[OSM-dev] Proposed database improvement

Thu Aug 31 10:26:53 BST 2006

I have been performing various tests on osm queries and found an 
optimisation which will speed up the very queries which are generating 
our bottleneck.

The following queries are taking around 9 seconds to complete:

SELECT id, node_a, node_b, tags FROM current_segments where (node_a IN 
(<nodelist>) OR node_b IN (<nodelist>))  and visible = true

We have indexes on both node_a and node_b.

Each query will typically list 500 nodes, and be repeated as necessary 
for a given area. a 500 node query takes 9 seconds to complete. On 
investigation, the index for node b is not being used.

Solutions.

1. A compound index. This may not work given the selects are OR ed.
2. A union. This will generate duplicate lines unsorted
3. Two queries into a temporary table then select distinctrow

3 provides the exact bit-compatible output to the existing query at the 
expense of a little more complexity.
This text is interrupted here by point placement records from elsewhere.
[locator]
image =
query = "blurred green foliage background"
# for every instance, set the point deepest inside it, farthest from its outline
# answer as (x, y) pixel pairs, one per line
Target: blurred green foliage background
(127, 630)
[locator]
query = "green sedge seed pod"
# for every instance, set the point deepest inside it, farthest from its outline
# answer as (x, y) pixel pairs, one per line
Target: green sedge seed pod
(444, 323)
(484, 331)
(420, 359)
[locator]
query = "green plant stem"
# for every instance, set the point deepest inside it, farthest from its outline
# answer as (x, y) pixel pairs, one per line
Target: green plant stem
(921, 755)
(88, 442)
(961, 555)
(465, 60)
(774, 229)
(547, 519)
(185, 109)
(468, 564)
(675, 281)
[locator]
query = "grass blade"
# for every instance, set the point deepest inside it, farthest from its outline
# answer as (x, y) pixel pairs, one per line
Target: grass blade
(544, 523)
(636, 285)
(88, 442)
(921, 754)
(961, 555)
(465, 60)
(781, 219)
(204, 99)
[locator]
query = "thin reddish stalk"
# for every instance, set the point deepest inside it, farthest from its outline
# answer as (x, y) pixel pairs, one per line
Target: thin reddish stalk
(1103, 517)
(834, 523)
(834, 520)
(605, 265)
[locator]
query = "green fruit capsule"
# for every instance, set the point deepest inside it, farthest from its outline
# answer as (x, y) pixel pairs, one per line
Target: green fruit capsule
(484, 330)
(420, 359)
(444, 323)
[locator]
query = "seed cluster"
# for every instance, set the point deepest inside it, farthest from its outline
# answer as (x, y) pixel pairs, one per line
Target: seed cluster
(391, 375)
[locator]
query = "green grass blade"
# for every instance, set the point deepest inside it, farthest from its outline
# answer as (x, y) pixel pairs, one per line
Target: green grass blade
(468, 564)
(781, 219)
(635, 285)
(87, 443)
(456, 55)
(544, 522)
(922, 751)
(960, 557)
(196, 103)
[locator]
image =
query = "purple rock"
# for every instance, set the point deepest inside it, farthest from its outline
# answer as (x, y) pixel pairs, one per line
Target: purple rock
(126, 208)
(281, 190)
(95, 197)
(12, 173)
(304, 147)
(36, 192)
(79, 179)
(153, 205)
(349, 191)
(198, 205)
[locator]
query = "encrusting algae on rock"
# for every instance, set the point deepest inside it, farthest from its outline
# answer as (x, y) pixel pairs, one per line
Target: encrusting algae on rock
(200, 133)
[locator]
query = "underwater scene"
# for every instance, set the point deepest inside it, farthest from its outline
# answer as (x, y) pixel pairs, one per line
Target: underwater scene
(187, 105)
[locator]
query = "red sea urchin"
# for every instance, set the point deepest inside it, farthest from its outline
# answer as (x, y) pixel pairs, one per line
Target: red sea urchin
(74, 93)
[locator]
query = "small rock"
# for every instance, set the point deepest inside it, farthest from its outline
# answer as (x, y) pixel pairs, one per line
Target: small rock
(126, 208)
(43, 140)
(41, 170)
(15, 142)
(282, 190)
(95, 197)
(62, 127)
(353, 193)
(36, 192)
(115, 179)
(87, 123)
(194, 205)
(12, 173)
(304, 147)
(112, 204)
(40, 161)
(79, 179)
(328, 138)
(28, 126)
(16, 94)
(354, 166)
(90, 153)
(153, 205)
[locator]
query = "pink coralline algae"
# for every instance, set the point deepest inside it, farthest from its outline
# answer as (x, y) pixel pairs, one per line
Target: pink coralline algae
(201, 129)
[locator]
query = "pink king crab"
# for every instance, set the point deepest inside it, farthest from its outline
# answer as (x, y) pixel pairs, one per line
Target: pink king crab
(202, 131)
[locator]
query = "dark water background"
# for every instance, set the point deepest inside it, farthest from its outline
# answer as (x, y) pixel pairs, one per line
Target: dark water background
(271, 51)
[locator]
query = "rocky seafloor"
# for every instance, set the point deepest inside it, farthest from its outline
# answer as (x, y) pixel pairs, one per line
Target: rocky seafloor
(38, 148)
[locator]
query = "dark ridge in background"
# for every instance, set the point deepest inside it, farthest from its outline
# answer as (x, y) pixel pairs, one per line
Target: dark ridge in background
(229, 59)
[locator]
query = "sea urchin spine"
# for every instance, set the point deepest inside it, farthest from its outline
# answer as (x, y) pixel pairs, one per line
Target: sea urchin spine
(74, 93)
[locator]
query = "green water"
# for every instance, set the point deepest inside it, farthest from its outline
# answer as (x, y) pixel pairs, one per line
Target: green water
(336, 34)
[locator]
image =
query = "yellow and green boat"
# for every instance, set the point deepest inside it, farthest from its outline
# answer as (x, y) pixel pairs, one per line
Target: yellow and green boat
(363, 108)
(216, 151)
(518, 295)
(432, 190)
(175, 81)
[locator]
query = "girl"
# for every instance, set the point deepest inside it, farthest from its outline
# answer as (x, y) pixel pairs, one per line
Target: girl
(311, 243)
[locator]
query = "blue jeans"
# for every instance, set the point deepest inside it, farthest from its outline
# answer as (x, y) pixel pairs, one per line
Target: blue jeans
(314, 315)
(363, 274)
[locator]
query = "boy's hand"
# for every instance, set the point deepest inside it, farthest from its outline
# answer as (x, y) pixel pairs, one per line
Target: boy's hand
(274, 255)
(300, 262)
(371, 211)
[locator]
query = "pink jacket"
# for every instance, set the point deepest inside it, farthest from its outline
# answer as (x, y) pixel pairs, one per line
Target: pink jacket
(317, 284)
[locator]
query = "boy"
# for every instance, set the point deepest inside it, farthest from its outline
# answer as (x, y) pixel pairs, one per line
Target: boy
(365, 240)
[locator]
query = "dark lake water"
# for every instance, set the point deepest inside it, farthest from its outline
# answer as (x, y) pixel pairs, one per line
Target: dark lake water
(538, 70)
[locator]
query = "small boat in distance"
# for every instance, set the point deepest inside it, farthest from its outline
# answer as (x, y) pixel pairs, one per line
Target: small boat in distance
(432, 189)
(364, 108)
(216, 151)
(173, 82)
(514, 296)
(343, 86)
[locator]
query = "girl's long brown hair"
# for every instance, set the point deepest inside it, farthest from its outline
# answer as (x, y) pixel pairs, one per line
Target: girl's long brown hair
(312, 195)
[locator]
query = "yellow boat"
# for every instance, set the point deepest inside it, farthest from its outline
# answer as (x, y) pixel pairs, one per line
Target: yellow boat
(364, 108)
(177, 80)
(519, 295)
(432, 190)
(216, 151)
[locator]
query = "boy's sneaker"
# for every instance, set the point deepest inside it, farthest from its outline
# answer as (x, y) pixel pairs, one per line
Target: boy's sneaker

This is the one I have chosen, 
although 2 may be adequate for the job, and could be faster still.

CREATE TEMPORARY TABLE
current_segments_temp LIKE current_segments; INSERT INTO
current_segments_temp SELECT * FROM current_segments where node_a IN
(<nodelist>) and visible = true; INSERT INTO current_segments_temp 
SELECT * FROM current_segments where node_b IN
(<nodelist>) and visible = true;SELECT DISTINCTROW id, node_a, node_b, 
tags FROM current_segments_temp ORDER BY id ASC'

Using this schema, we can further reduce API load by inserting the 
output of all select statements for a given list of nodes into the one 
temporary table in the single SQL connection, then performing distinctrow.

The new query takes 28 milliseconds to execute, compared to the existing 
9 seconds.